A cuda preprocessor with pybind11 is implemented and imported in Dataloader. DDP with multi-process is used for multi-gpus training(one machine). I find once I increase the num_workers(keep everything else frozen), the gpu 0 is occupied more, leading to gpu 0’s capabilty become the limit of the overall training speed.

Is it possible to move some cuda calculations within the preprocessor to other gpus?


I don’t know what exactly the “cuda preprocessor with pybind11” is doing in the DataLoader and how it’s implemented, but I would guess you are recreating new CUDA contexts on the default device (GPU0) and are thus increasing the memory usage. Try to use the corresponding GPU used in the DDP process to perform your GPU calculations in the DataLoader.

hello @ptrblck,

Please let me provide more details:
The cuda preprocessor is built with cmake as follows

The implementation is following pybind11’s official doc here and all the cuda kernel funcs are called in the “generateFeatureLabel” func.

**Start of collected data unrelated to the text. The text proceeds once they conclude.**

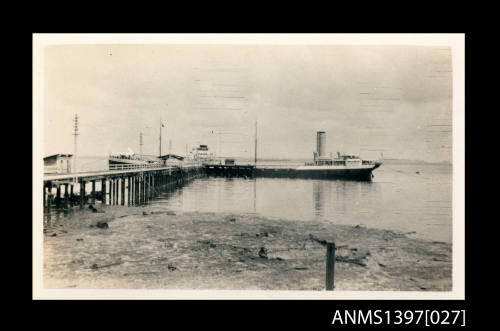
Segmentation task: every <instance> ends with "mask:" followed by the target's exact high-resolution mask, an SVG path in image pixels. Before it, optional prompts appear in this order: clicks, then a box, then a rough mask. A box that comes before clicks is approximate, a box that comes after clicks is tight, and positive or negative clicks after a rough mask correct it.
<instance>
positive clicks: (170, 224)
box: [43, 205, 452, 291]
mask: <svg viewBox="0 0 500 331" xmlns="http://www.w3.org/2000/svg"><path fill="white" fill-rule="evenodd" d="M98 209H100V210H101V211H103V212H102V213H93V212H92V211H91V210H89V209H88V208H85V209H84V210H78V209H76V208H75V209H74V210H72V211H70V213H71V215H69V216H67V217H63V218H61V219H60V220H59V221H54V222H53V223H52V224H46V226H45V228H44V232H45V234H44V245H43V247H44V287H46V288H78V289H111V288H112V289H220V290H222V289H224V290H318V291H320V290H324V288H325V264H326V262H325V257H326V247H325V242H326V241H334V242H335V244H336V246H337V250H336V253H335V254H336V263H335V289H336V290H378V291H382V290H405V291H450V290H451V287H452V281H451V279H452V278H451V271H452V270H451V269H452V260H451V252H452V248H451V244H449V243H444V242H436V241H427V240H423V239H416V238H412V237H411V234H403V233H397V232H393V231H388V230H380V229H370V228H365V227H362V226H347V225H336V224H328V223H326V222H304V221H290V220H280V219H269V218H265V217H259V216H256V215H254V214H229V213H227V214H221V213H196V212H189V213H182V214H181V213H178V214H175V213H173V212H171V211H168V210H164V209H159V208H155V207H152V206H146V207H120V206H100V205H99V206H98ZM98 222H105V223H106V224H107V227H106V226H104V227H102V228H101V227H98V226H97V223H98ZM102 224H103V223H102ZM259 252H260V254H259Z"/></svg>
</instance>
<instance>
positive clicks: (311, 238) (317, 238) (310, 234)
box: [309, 234, 328, 245]
mask: <svg viewBox="0 0 500 331" xmlns="http://www.w3.org/2000/svg"><path fill="white" fill-rule="evenodd" d="M309 239H310V240H312V241H316V242H317V243H320V244H321V245H326V244H327V243H328V242H327V241H326V240H325V239H320V238H318V237H316V236H314V235H312V234H309Z"/></svg>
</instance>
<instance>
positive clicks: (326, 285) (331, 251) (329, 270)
mask: <svg viewBox="0 0 500 331" xmlns="http://www.w3.org/2000/svg"><path fill="white" fill-rule="evenodd" d="M334 270H335V243H327V244H326V290H327V291H333V287H334Z"/></svg>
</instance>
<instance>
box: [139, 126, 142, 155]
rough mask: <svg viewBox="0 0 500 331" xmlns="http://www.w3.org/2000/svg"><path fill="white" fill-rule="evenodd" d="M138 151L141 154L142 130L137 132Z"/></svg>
mask: <svg viewBox="0 0 500 331" xmlns="http://www.w3.org/2000/svg"><path fill="white" fill-rule="evenodd" d="M139 152H140V153H141V154H142V131H141V132H139Z"/></svg>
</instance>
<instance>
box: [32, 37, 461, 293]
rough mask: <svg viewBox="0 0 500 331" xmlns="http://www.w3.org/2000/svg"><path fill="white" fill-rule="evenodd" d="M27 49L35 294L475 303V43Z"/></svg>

Finnally, The is imported and initialized in Dataset and its member func is called in getitem

The DDP is used and it seems all the preprocessor’s cuda calculations is applied on gpu0:

GPU0’s memory is heavily used and some of the GPUs(e.g., gppu4) is not 100% of the GPU-Util collumn.

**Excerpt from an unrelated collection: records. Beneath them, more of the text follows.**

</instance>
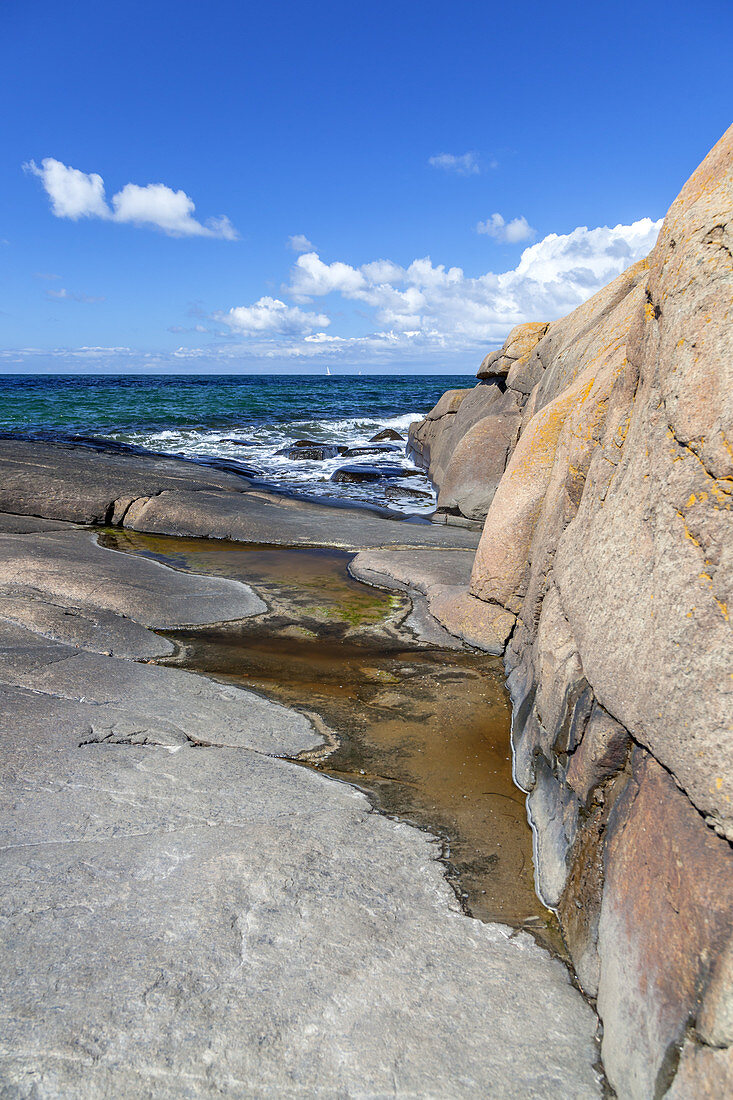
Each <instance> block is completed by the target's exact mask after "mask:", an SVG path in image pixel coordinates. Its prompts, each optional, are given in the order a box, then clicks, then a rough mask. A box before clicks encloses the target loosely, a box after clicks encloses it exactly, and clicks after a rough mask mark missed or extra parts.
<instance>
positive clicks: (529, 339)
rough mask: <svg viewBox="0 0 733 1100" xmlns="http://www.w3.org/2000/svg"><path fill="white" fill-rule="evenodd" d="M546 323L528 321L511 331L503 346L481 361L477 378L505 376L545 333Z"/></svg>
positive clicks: (524, 355) (523, 356) (539, 339)
mask: <svg viewBox="0 0 733 1100" xmlns="http://www.w3.org/2000/svg"><path fill="white" fill-rule="evenodd" d="M547 328H548V324H547V321H529V322H528V323H527V324H517V326H515V328H513V329H512V331H511V332H510V334H508V335H507V338H506V340H505V341H504V345H503V346H502V348H500V349H499V350H497V351H492V352H490V353H489V354H488V355H486V356H485V359H484V360H483V361H482V363H481V366H480V367H479V371H478V377H479V378H491V377H501V376H505V375H506V374H507V373H508V371H510V368H511V367H512V365H513V364H514V363H515V362H516V361H517V360H522V359H525V357H526V356H528V355H529V353H530V352H532V351H533V349H534V348H535V345H536V344H537V342H538V341H539V340H541V338H543V337H544V335H545V333H546V332H547Z"/></svg>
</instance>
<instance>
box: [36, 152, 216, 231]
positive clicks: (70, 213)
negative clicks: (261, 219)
mask: <svg viewBox="0 0 733 1100" xmlns="http://www.w3.org/2000/svg"><path fill="white" fill-rule="evenodd" d="M23 167H24V168H25V169H26V171H28V172H31V173H33V175H34V176H37V177H39V178H40V179H41V182H42V184H43V186H44V188H45V190H46V194H47V195H48V197H50V198H51V209H52V211H53V213H54V215H55V216H56V217H57V218H70V219H72V220H73V221H78V219H79V218H101V219H102V220H105V221H116V222H123V223H124V222H127V223H128V224H132V226H145V227H149V228H152V229H160V230H162V231H163V232H164V233H166V234H167V235H168V237H214V238H219V239H221V240H226V241H234V240H237V235H238V234H237V230H236V229H234V227H233V226H232V224H231V222H230V221H229V219H228V218H226V217H223V216H222V217H220V218H209V219H208V220H207V221H206V222H200V221H197V220H196V218H194V212H195V210H196V206H195V204H194V200H193V199H192V198H189V197H188V195H186V193H185V191H182V190H178V191H174V190H173V189H172V188H171V187H166V186H165V184H147V185H146V186H145V187H140V186H139V185H138V184H125V185H124V187H123V188H122V189H121V190H119V191H118V193H117V194H116V195H113V196H112V200H111V207H110V206H108V204H107V199H106V197H105V182H103V180H102V178H101V176H99V175H97V174H96V173H90V174H87V173H85V172H79V169H78V168H72V167H69V166H67V165H65V164H62V162H61V161H55V160H54V158H53V157H51V156H47V157H45V158H44V160H43V161H42V162H41V166H40V167H39V165H37V164H35V162H34V161H30V162H29V163H28V164H26V165H24V166H23Z"/></svg>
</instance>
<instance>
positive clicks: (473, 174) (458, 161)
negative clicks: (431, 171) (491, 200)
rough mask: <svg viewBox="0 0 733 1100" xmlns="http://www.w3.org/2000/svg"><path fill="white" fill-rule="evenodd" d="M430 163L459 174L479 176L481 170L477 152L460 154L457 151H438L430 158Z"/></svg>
mask: <svg viewBox="0 0 733 1100" xmlns="http://www.w3.org/2000/svg"><path fill="white" fill-rule="evenodd" d="M428 164H429V165H430V166H431V167H434V168H442V171H444V172H452V173H453V174H455V175H457V176H478V175H479V173H480V172H481V168H480V167H479V161H478V158H477V155H475V153H461V154H460V155H458V156H457V155H456V154H455V153H438V154H437V155H436V156H431V157H430V158H429V160H428Z"/></svg>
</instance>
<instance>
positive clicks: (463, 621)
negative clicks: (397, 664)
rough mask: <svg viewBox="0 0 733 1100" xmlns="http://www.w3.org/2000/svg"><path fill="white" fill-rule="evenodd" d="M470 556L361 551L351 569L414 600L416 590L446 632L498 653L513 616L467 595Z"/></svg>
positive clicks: (503, 642) (353, 573) (439, 642)
mask: <svg viewBox="0 0 733 1100" xmlns="http://www.w3.org/2000/svg"><path fill="white" fill-rule="evenodd" d="M472 558H473V555H472V553H471V552H462V551H458V550H451V551H448V552H446V551H445V550H362V552H361V553H358V554H357V557H355V558H354V559H353V561H352V562H351V565H350V571H351V573H352V574H353V575H354V576H357V577H359V580H362V581H365V582H366V583H368V584H379V585H382V586H383V587H393V588H396V590H397V591H402V592H409V593H411V594H413V598H414V594H415V593H420V594H422V595H425V597H426V602H427V610H428V612H429V614H430V616H431V617H433V618H434V620H436V621H437V623H438V624H439V625H440V627H442V628H444V630H446V631H448V634H449V635H451V636H452V637H455V638H460V639H461V640H463V641H464V642H467V643H468V645H469V646H472V647H473V648H475V649H481V650H484V652H489V653H496V654H500V653H502V652H503V650H504V646H505V643H506V639H507V637H508V635H510V634H511V632H512V628H513V627H514V616H513V615H508V614H507V613H506V612H505V610H504V608H503V607H492V606H489V605H486V604H484V603H482V602H481V601H479V599H473V598H472V597H471V596H470V595H469V594H468V593H467V591H466V587H467V583H468V579H469V576H470V574H471V563H472ZM436 642H437V643H440V642H439V641H438V640H437V639H436Z"/></svg>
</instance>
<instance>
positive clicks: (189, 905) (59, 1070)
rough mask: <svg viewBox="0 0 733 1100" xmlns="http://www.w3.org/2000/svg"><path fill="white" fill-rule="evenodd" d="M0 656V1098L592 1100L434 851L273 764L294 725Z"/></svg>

The DDP part is basically following the tutorial here. I do use rank to specify GPU ID for model and input data’s GPU, but it seems not working within the dataloader?

Is it normal or actually can be optimized?
Is there any doc/link that I can check for the mentioned “use the corresponding GPU used in the DDP”?

Thanks in advance.

No, it’s not normal or expected and I would still guess that your extension is initializing a new CUDA context in each process on the default device.

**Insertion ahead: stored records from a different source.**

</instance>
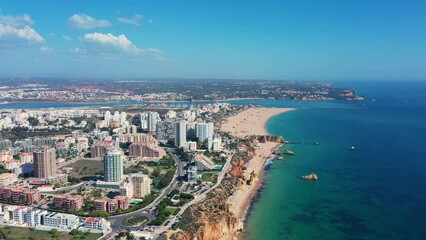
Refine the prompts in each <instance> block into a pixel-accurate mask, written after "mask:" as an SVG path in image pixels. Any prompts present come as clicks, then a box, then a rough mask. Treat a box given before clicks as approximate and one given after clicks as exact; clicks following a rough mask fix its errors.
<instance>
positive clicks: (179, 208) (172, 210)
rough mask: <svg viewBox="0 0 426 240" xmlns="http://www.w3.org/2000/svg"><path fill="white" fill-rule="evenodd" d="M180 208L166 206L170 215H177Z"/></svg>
mask: <svg viewBox="0 0 426 240" xmlns="http://www.w3.org/2000/svg"><path fill="white" fill-rule="evenodd" d="M179 210H180V208H177V207H166V211H167V212H169V213H170V215H175V214H177V213H178V212H179Z"/></svg>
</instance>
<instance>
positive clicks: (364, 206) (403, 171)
mask: <svg viewBox="0 0 426 240" xmlns="http://www.w3.org/2000/svg"><path fill="white" fill-rule="evenodd" d="M336 85H337V86H339V85H340V86H342V87H353V88H355V89H357V90H358V94H359V95H366V96H367V97H368V99H367V100H366V101H362V102H344V101H322V102H316V101H312V102H309V101H307V102H306V101H271V100H241V101H232V103H235V104H257V105H262V106H265V107H294V108H297V110H295V111H292V112H288V113H284V114H281V115H277V116H275V117H273V118H271V119H270V121H269V122H268V124H267V128H268V131H269V132H270V133H271V134H273V135H281V136H283V137H284V138H285V139H287V140H289V141H291V142H297V143H306V144H291V145H286V146H284V147H283V148H282V150H284V149H290V150H293V151H295V152H296V155H295V156H292V157H286V159H285V160H284V161H280V160H276V161H275V162H274V164H273V165H272V166H271V168H269V169H268V170H267V174H266V175H265V179H264V186H263V188H262V189H261V190H260V192H259V194H258V196H257V198H256V199H255V201H254V203H253V205H252V207H251V209H250V211H249V214H248V216H247V221H246V229H245V232H244V239H248V240H254V239H256V240H257V239H268V240H275V239H277V240H278V239H280V240H281V239H297V240H305V239H353V240H355V239H416V240H417V239H426V227H424V223H425V222H426V83H422V82H407V81H405V82H402V81H401V82H398V81H395V82H367V81H364V82H338V83H334V86H336ZM127 104H137V103H134V102H121V103H113V104H111V103H105V104H70V103H25V102H22V103H10V104H4V105H0V109H5V108H41V107H43V108H49V107H55V108H59V107H77V106H112V105H115V106H117V105H127ZM190 104H191V103H189V102H188V103H168V104H167V105H172V106H184V105H190ZM193 104H198V103H193ZM314 142H319V143H320V145H318V146H314V145H313V143H314ZM352 145H353V146H355V147H356V150H355V151H351V150H350V147H351V146H352ZM311 172H315V173H316V174H317V175H318V177H319V181H318V182H309V181H305V180H302V179H300V176H301V175H307V174H310V173H311Z"/></svg>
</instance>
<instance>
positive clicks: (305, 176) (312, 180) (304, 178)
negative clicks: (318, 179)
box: [302, 173, 318, 181]
mask: <svg viewBox="0 0 426 240" xmlns="http://www.w3.org/2000/svg"><path fill="white" fill-rule="evenodd" d="M302 178H303V179H306V180H312V181H318V176H317V175H316V174H315V173H311V174H309V175H306V176H302Z"/></svg>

Each rank will use a corresponding device as explained in the linked tutorial.
(E.g. see the print(f"Running basic DDP example on rank {rank}.") statement which prints the current rank) You should check what your extension is exactly doing and try to avoid initializing the default GPU0.

hi @ptrblck ,

You are correct. It seems pytorch’s DDP cant take care of the c++/cuda extensions’ device id.
So I pass the rank as a param to the c++/cuda preprocessor and mannuly set the cuda device ID for each instance of the c++/cuda preprocessor class.

Following Nvidia’s official multi-gpu example: here, everything seems fine now.

With cuda kenels evenly executed on each GPU, 5~10 times’ faster training speed is gained in my case compared with pure python+numba preprocessor.

Thanks again for your help.